• Thursday, Oct 06, 2022
  • Last Update : 10:24 am

Experts fear significant rise in crime during lockdown

  • Published at 12:40 pm May 15th, 2021
Crime scene_bigstock

Pandemic-induced unemployment led to rise in criminal activities

With the pandemic leaving many people without jobs, crime rates have gone up and experts fear it is likely to increase significantly in the coming days.

According to law enforcers, some people are getting involved in crimes, like murder, and people are especially growing more and more impatient over the repayment of debts.

Criminologists are of the opinion that many daily wage earners, who have been hit the hardest by the pandemic, are becoming involved in criminal activities.

Shrunken job market

Bangladesh's job market has shrunk significantly since the pandemic unfolded in March last year.

Many small and medium businesses have been forced to shut down, a lot of organizations have had to lay off jobs.

On top of that, workers in the transport sector and retail industry as well as daily wage earners are left without work whenever a lockdown is imposed.

Bus assistants and conductors in Dhaka usually work for a wage of Tk500-600 a day, while drivers get around Tk1,000. Long-haul bus drivers and supervisors are paid a little more. They are all in dire straits due to the closure of public transportation during lockdown.

On the one hand they have no income, and on the other hand they are not receiving any assistance from their employers or the government, which may lead many of them to get involved in criminal activities, like drug peddling, mugging, etc.

Most of the five million transport workers in the country are left with no income, claims the Bangladesh Road Transport Workers’ Federation (BRTWF).

“Our workers have been out of work for over a month now. We have urged the government to allow transport services to operate,” said it’s General Secretary Osman Ali.

The police say they have found several workers to be involved in robberies and car-jacking in the capital recently.

According to a senior police officer, crime rates will go up significantly in the coming days.

“The recent trend shows jobless people are getting involved in criminal activities,” said the officer who asked not to be named.
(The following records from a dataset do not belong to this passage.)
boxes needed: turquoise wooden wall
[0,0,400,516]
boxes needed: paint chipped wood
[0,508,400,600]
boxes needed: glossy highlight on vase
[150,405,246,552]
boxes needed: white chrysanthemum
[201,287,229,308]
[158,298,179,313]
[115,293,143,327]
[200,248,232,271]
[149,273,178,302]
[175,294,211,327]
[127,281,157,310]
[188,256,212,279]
According to the Bureau of Statistics' labour force survey, the total working population in Bangladesh was 63.5 million in 2017, of which 2.7 million were unemployed.

It is estimated that the number of jobless people go up by a million every year, which means the out-of-work population now stands at 4.7 million. It jumps to around 10 million, if the 5 million transport workers are tallied.

Apart from that, 6.6 million partially unemployed people — they work as tutors or part time salespersons at various stores, or provide ridesharing services — have become fully unemployed in the lockdown.

Dhaka likely to be most affected

According to the International Labour Organization (ILO), one in six people in the world are out of a job due to the coronavirus crisis. The situation is dire in Bangladesh as one in four people has lost their job.

This may result in a notable increase in crime throughout the country, especially the capital.

According to the Dhaka Metropolitan Police (DMP), there were 18 murders in the capital in April, compared to seven in March and 12 in February.

Meanwhile, 13 mugging incidents were reported in April, up from eight in the previous two months each.

In addition, in April, there were three incidents of riots, 37 rapes, 102 incidents of violence against women, 38 cases of child abuse, two abductions, 50 incidents of burglary, 32 car thefts and 62 other thefts.

Detective Branch (DB) Joint Commissioner Mahbub Alam said the lockdown has left some people without jobs, which caused a spike in the crime rate.

“However, everything is under control. Those who committed crimes have been dealt with legally,” he said, holding out an assurance.

The involvement of jobless people with crime during a pandemic was in line with traditional theories of criminology, according to Ziaur Rahman, who teaches criminology at Dhaka University.

“We know that unemployed people are more likely to commit crimes. When the way to earn an income is closed, petty crimes, including theft, snatching and robbery, increase in the society,” he added.